Le stagioni: è l’approssimarsi della Pasqua a regalare alle terrazze salentine una luce sfolgorante e ubriacante (è luce di due Mari); l’inverno ha un’aria di vetro, diceva Vittorio Bodini; l’estate imperversa canicolare e le ore della mattinata e poi la controra stordirebbero fino al delirio se si pretendesse di salire sulla terrazza (lo si fa per pochi minuti, per stendere il bucato ad asciugare, magari) – anche se in passato si usava dormirci per sfuggire all’afa soffocante delle stanze e l’ho letto, con fraterno piacere, anche nel Mostro ama il suo labirinto di Charles Simic: L’idea di andare a dormire sul tetto nelle notti troppo calde, a Manhattan, mi venne da mio padre e mia madre. Lo facevano sempre durante la guerra, solo che non si trattava di un tetto ma di una terrazza all’ultimo piano di una casa nel centro di Belgrado. C’era il coprifuoco, naturalmente. Ricordo immensi cieli stellati e il silenzio della città. (…) Come una nave in alto mare, avevamo stelle e nuvole sopra di noi. Navigavamo a vele spiegate. “Ecco dove comincia l’infinito” ricordo che disse mio padre, indicando con la lunga mano scura (Adelphi, Milano 2012, traduzione di Adriana Bottini, pagine 25 e 26); in Terra d’Otranto dolce poi l’autunno, almeno fino a Ognissanti e, al di là dell’avvicendarsi dei mesi e delle stagioni, frequente compagno è il vento, magico volatore da un Mare all’altro, benché più esatto sarebbe parlare di venti, ognuno con il suo diverso carico di umidità, di odori, di temperatura.

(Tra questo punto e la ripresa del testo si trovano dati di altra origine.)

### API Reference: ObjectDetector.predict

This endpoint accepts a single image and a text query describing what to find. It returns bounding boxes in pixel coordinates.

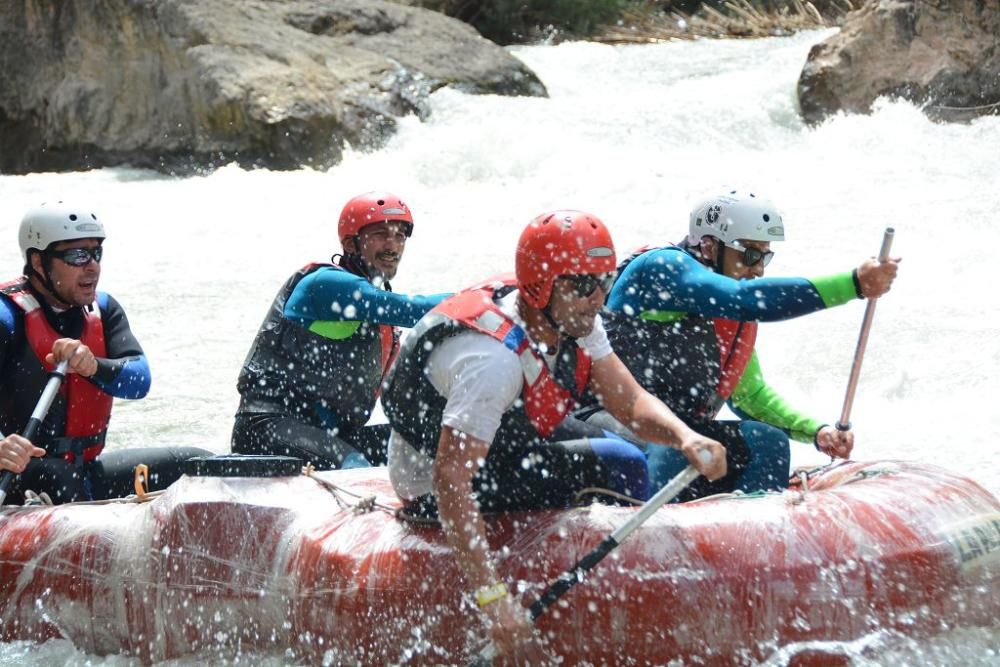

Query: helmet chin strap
[330,250,392,292]
[28,251,73,308]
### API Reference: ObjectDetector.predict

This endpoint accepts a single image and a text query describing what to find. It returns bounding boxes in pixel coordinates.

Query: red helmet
[514,211,617,308]
[337,192,413,243]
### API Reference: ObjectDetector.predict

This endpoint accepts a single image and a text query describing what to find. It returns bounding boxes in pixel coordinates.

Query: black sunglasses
[559,273,615,299]
[726,241,774,266]
[48,246,104,266]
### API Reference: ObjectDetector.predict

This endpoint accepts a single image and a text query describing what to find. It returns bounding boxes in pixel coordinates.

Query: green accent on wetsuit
[730,350,820,443]
[809,271,858,308]
[309,320,361,340]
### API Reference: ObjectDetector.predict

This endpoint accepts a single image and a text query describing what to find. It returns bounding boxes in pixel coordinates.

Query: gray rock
[0,0,546,173]
[798,0,1000,123]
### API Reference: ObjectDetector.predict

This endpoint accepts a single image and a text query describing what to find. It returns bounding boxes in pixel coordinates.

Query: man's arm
[90,295,152,399]
[590,354,726,480]
[730,350,854,458]
[285,269,449,333]
[608,248,896,322]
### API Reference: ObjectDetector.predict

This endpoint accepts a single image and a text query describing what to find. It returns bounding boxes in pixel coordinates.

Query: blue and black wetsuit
[0,281,210,504]
[232,260,447,469]
[576,246,859,499]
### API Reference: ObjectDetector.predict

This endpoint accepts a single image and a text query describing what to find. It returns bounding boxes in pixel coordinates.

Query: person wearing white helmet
[232,192,447,470]
[0,202,208,502]
[575,189,899,500]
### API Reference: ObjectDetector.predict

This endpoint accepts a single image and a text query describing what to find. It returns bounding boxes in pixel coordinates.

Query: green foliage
[420,0,630,44]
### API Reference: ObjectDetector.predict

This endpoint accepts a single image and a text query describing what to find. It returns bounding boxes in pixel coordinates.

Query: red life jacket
[712,317,757,407]
[434,275,591,438]
[0,278,114,463]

E compagna del vento è la luna (talvolta anche di giorno), trasparente pietra sospesa nel cielo e, con generoso atto della fantasia, i brutti scheletri delle antenne televisive possono talvolta diventare scale e corde che uniscono le terrazze a un cielo il quale, a continuarlo con gli occhi della mente, è anche cielo di Lucania e di Calabria da un lato, d’Albania e di Grecia dall’altro.